Predicting Lows and Highs in Stock Prices
Buy low, sell high — this is the major axiom of investing. Being able to predict entries and exits for trades will enable traders to outperform the market, even if the model is not perfect. It just needs to be greater than a coin flip, or 50–50. Extrapolated over multiple trades over a long time frame, it will be profitable.
However, a simple 50%+ accuracy may not be profitable enough to beat buying and holding. Therefore it is important to get as close to 100% accuracy as possible to outperform the market, or even profit in a bear market.
Technical indicators are the most commonly used measurements traders use to guide their investments. They track movements in price history and the supply and demand dynamics of the particular security.
This is different than fundamental investing which takes into account macroeconomic factors, financial statements, and other sentiments in the market, ultimately, what is the value of the stock compared to it’s price?
Hundreds of technical indicators exist, but the most commonly used indicators fall into three types:
- Momentum: Identify when the price is moving up or down and to what degree
- Volume: Number of executed trades
- Trend: Measurement of the direction of trend using averaged price data
The model used was a logistic regression model using weight-of-evidence encoder and KBinsDiscretizer binner. The metric used for accuracy was a cross validation ROC-AUC score mean. The GitHub repository is here.
It is important to use avoid using indicators which convey similar information as they will likely not add any meaningful information to the model that one of those indicators already contains.
Instead, indicators which convey different or dissimilar information should be used as they will contribute more meaningful information to the model.
The data for this model was obtained via the Yahoo Finance Library for Marathon Oil Corp. (MRO) stock.
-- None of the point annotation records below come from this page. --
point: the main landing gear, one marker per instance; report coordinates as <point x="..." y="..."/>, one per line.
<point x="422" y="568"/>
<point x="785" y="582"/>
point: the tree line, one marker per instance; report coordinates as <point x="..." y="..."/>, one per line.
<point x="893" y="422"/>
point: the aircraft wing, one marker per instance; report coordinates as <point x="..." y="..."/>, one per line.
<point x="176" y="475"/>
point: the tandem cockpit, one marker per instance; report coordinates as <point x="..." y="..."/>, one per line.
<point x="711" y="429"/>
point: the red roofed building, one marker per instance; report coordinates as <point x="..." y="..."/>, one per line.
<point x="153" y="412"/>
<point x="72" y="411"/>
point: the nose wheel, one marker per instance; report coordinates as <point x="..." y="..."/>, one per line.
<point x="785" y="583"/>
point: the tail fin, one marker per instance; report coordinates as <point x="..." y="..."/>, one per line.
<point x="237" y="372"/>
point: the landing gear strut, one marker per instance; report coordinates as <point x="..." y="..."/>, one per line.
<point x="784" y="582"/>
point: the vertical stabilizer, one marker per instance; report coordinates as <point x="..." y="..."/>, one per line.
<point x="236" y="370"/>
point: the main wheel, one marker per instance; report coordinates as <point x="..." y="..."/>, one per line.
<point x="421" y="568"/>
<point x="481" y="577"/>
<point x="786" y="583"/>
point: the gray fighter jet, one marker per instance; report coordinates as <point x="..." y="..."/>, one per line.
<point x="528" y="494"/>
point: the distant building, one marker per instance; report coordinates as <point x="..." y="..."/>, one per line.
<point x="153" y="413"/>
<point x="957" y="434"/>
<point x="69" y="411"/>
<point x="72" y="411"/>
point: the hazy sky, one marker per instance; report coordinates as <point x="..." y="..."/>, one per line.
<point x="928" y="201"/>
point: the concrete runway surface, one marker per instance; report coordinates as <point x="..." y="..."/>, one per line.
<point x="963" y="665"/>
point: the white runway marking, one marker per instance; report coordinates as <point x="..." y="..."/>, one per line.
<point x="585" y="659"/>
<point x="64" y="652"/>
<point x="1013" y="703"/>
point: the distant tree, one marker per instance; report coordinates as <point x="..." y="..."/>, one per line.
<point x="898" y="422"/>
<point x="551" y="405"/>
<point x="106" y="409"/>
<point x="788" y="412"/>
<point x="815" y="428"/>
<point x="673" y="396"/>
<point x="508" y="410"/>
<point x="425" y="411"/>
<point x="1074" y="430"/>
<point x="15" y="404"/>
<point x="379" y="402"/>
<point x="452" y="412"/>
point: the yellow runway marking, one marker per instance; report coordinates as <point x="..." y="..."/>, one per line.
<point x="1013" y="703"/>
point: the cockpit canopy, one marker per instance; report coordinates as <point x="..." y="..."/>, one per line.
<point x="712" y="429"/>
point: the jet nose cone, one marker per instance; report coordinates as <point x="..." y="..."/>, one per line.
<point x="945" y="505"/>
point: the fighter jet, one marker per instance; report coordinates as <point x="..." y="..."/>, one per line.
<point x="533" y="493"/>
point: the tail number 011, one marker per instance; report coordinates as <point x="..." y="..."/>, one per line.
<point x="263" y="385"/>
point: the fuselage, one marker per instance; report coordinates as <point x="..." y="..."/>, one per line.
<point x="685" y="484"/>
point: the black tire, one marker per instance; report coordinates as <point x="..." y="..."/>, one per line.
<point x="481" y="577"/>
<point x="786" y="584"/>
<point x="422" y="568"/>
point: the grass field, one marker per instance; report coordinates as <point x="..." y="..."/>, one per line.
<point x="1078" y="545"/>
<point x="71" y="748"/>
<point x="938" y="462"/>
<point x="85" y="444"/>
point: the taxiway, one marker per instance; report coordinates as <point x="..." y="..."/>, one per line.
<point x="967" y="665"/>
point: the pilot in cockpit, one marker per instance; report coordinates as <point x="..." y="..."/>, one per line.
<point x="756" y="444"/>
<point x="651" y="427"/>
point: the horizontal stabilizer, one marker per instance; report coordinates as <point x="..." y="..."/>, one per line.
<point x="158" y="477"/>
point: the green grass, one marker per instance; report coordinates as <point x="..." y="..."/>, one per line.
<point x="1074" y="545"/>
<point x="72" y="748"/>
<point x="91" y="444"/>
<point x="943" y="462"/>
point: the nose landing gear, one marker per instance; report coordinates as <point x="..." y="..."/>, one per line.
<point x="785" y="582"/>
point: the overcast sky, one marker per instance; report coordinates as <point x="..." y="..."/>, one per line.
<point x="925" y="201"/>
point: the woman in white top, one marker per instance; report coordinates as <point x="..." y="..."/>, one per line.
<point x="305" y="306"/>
Below, the buy low points are denoted by green ticks, the sell high, red.
The model predicted buy points with 68% accuracy while backtesting along with many false positives. Predictions are denoted by green spikes, actual by orange.
The model predicted sell points with a much greater accuracy of 85% while backtesting with fewer false positives. Predictions are denoted by green spikes, actual by orange.
This model seems to be better at picking short positions than long positions. It may be more suited for short traders or for options trading strategies which take advantage of short positions. More features should be added and more stocks should be examined to improve this model.